# If 0<= aplha,beta <= 90 and tan(alpha+beta)=3 and tan(alpha-beta)=2 then value of sin(2alpha) is?

## A) $\frac{1}{\sqrt{2}}$ B) $- \frac{1}{\sqrt{2}}$ C) $\frac{1}{2}$ D) None of these

Aug 7, 2018

$\sin \left(2 \alpha\right) = \frac{1}{\sqrt{2}}$

#### Explanation:

Here,

$0 \le \alpha , \beta \le {90}^{\circ} \implies {1}^{s t} Q u a \mathrm{dr} a n t$

Let $A = \alpha + \beta \mathmr{and} B = \alpha - \beta \implies A + B = 2 \alpha$

$\therefore \text{ Using } \tan \left(A + B\right) = \frac{\tan A + \tan B}{1 - \tan A \tan B}$

$\tan \left(2 \alpha\right) = \tan \left[\left(\alpha + \beta\right) + \left(\alpha - \beta\right)\right]$

tan(2alpha)=(tan(alpha+beta)+tan(alpha-beta))/(1- tan(alpha+beta)tan(alpha-beta))
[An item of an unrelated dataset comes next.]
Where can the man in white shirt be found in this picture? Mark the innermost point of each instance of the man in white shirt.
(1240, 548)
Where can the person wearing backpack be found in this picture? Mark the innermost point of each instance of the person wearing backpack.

$\tan \left(2 \alpha\right) = \frac{3 + 2}{1 - 3 \cdot 2} = \frac{5}{- 5}$

$\tan \left(2 \alpha\right) = - 1 < 0$

Now ,

0 <= alpha <= 90^circ=>0 <= 2alpha <= 180^circ=>1^(st) or 2^(nd)Quadrant

But , $\tan \left(2 \alpha\right) = - 1 < 0 \implies {2}^{n d} Q u a \mathrm{dr} a n t$

So , $2 \alpha = \pi - \frac{\pi}{4}$

$\therefore \sin \left(2 \alpha\right) = \sin \left(\pi - \frac{\pi}{4}\right) = \sin \left(\frac{\pi}{4}\right)$

$\therefore \sin \left(2 \alpha\right) = \frac{1}{\sqrt{2}}$